L’Iran a réagi avec fermeté aux récents commentaires de Donald Trump, qui a affirmé que le pays est "complètement vaincu" et qu'il aspire à un accord. Pendant ce temps, Téhéran maintient sa posture belliqueuse, menaçant de détruire les infrastructures énergétiques américaines en cas d'attaque.
Deux semaines après le début du conflit au Moyen-Orient, Trump a partagé sur son réseau Truth Social : "Les médias ne rapportent pas les excellents résultats de l’armée américaine contre l'Iran. Ils veulent conclure un accord, mais pas un que j'accepterais !" Une affirmation qui n'a pas tardé à susciter des tensions supplémentaires, l'Iran exclamant qu'il n'a jamais évoqué la recherche d'un accord.

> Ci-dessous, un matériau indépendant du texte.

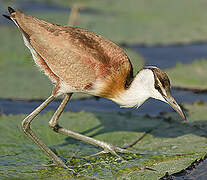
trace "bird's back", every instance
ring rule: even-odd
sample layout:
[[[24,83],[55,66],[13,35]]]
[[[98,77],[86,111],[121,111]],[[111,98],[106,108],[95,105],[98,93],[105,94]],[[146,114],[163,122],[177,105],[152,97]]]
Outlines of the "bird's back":
[[[60,79],[80,90],[89,90],[101,82],[98,95],[105,97],[112,96],[112,87],[121,89],[130,82],[131,63],[113,42],[85,29],[51,24],[19,10],[12,17],[42,59],[35,62],[42,70],[51,71],[54,78],[46,74],[53,80]],[[112,86],[115,81],[120,81],[120,87]]]

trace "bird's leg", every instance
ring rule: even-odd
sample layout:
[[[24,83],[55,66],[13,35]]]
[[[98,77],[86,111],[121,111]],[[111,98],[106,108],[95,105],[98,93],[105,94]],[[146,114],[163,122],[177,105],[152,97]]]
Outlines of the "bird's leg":
[[[29,136],[52,160],[59,166],[68,168],[65,163],[49,149],[31,130],[30,124],[32,120],[53,100],[55,96],[51,95],[40,106],[38,106],[32,113],[30,113],[23,121],[22,128],[27,136]]]
[[[59,119],[61,113],[63,112],[64,107],[66,106],[66,104],[70,100],[71,95],[72,95],[72,93],[65,95],[65,98],[63,99],[62,103],[60,104],[60,106],[58,107],[57,111],[54,113],[53,117],[49,121],[49,126],[52,128],[52,130],[54,130],[57,133],[60,133],[60,134],[66,135],[66,136],[70,136],[70,137],[72,137],[74,139],[78,139],[78,140],[87,142],[89,144],[92,144],[92,145],[95,145],[95,146],[103,148],[103,151],[101,151],[98,154],[101,154],[101,153],[111,153],[111,154],[121,158],[117,154],[117,152],[119,152],[119,153],[134,153],[134,152],[128,151],[126,149],[115,147],[115,146],[113,146],[113,145],[111,145],[109,143],[106,143],[106,142],[103,142],[103,141],[99,141],[99,140],[93,139],[91,137],[84,136],[82,134],[70,131],[68,129],[65,129],[65,128],[59,126],[58,125],[58,119]]]

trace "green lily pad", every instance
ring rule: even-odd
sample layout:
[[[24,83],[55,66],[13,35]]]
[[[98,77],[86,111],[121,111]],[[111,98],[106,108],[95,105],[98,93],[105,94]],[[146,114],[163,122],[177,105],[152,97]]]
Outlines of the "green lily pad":
[[[201,59],[192,64],[176,64],[167,69],[172,85],[177,88],[207,90],[207,60]]]
[[[188,122],[184,123],[176,113],[162,115],[163,118],[137,116],[128,113],[71,113],[65,112],[60,125],[72,131],[122,146],[146,133],[144,138],[130,150],[143,155],[120,154],[125,160],[107,154],[88,156],[101,149],[87,143],[53,132],[48,121],[53,112],[37,117],[32,129],[59,156],[64,157],[82,178],[114,179],[158,179],[166,171],[175,173],[186,168],[195,159],[206,153],[207,125],[206,104],[185,106]],[[195,113],[195,109],[201,109]],[[26,137],[20,127],[25,115],[0,116],[0,178],[72,178],[68,171],[57,167],[46,167],[51,160]],[[84,126],[83,126],[84,124]]]
[[[52,83],[35,65],[29,50],[15,26],[0,26],[0,97],[12,99],[45,99],[52,91]],[[133,60],[135,70],[141,68],[144,60],[136,52],[125,49]],[[87,98],[75,94],[72,98]]]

Les menaces de Téhéran concernent spécifiquement l’île de Kharg, un point stratégique de l'exportation pétrolière iranienne. Le président américain a averti qu'il n'hésiterait pas à frapper les infrastructures pétrolières de l'Iran en réaction à toute provocation, déclarant avoir déjà "complètement détruit" certaines cibles militaires. Cependant, les rapports de l'agence Fars affirment qu'aucune infrastructure pétrolière n'était touchée lors des explosions.

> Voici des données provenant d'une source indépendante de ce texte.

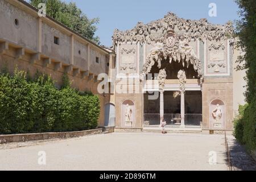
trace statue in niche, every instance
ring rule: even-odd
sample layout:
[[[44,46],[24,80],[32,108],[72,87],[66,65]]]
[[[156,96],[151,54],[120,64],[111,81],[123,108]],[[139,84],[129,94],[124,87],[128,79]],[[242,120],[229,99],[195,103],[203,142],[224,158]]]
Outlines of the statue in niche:
[[[183,50],[185,52],[189,53],[192,56],[194,57],[197,57],[196,53],[195,53],[194,49],[192,46],[189,44],[189,40],[184,35],[181,35],[180,36],[180,49]]]
[[[126,104],[126,109],[125,110],[125,121],[131,122],[131,114],[133,113],[133,110],[130,107],[129,104]]]
[[[180,84],[180,92],[184,92],[186,89],[187,77],[184,70],[180,70],[178,72],[177,78]]]
[[[161,89],[163,89],[163,88],[164,88],[164,83],[166,82],[166,76],[167,75],[166,68],[160,69],[159,71],[159,74],[158,76],[158,80],[159,82],[159,88]]]
[[[220,119],[221,119],[222,113],[221,112],[221,109],[219,104],[217,105],[216,107],[212,112],[212,114],[217,122],[219,122]]]
[[[161,50],[163,48],[163,44],[160,43],[158,42],[155,44],[155,47],[153,47],[150,49],[150,52],[152,55],[155,55],[157,53],[157,52],[159,50]]]
[[[168,47],[172,47],[175,44],[175,34],[172,30],[167,31],[166,35],[166,44]]]

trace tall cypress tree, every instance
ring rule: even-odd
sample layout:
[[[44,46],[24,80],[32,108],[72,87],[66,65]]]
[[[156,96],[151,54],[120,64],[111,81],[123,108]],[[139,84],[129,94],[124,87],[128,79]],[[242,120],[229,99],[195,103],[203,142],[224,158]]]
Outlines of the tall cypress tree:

Les infrastructures pétrolières ciblées
Les tensions se portent ainsi sur le détroit d'Ormuz, où Téhéran a menacé de "réduire en cendres" les installations pétrolières des nations coopérant avec les États-Unis. Un porte-parole militaire iranien a averti que toutes les infrastructures pétrolières, y compris celles partiellement détenues par des compagnies américaines, seraient la cible de frappes.
Le prix du pétrole flambe
Cette escalade a provoqué une flambée des prix du pétrole, alors que les marchés peinent à assurer la fourniture mondiale face à la fermeture potentielle du détroit d'Ormuz, par où transite un cinquième de la production mondiale. Trump a également promis un déploiement renforcé de la marine américaine pour escorter les pétroliers dans cette zone sensible.
Selon le New York Times, environ 2 500 Marines, ainsi que des navires supplémentaires, seraient envoyés dans la région pour renforcer les opérations américaines. Les enjeux sont de plus en plus élevés alors que le monde surveille l'évolution de cette crise au cœur du Moyen-Orient.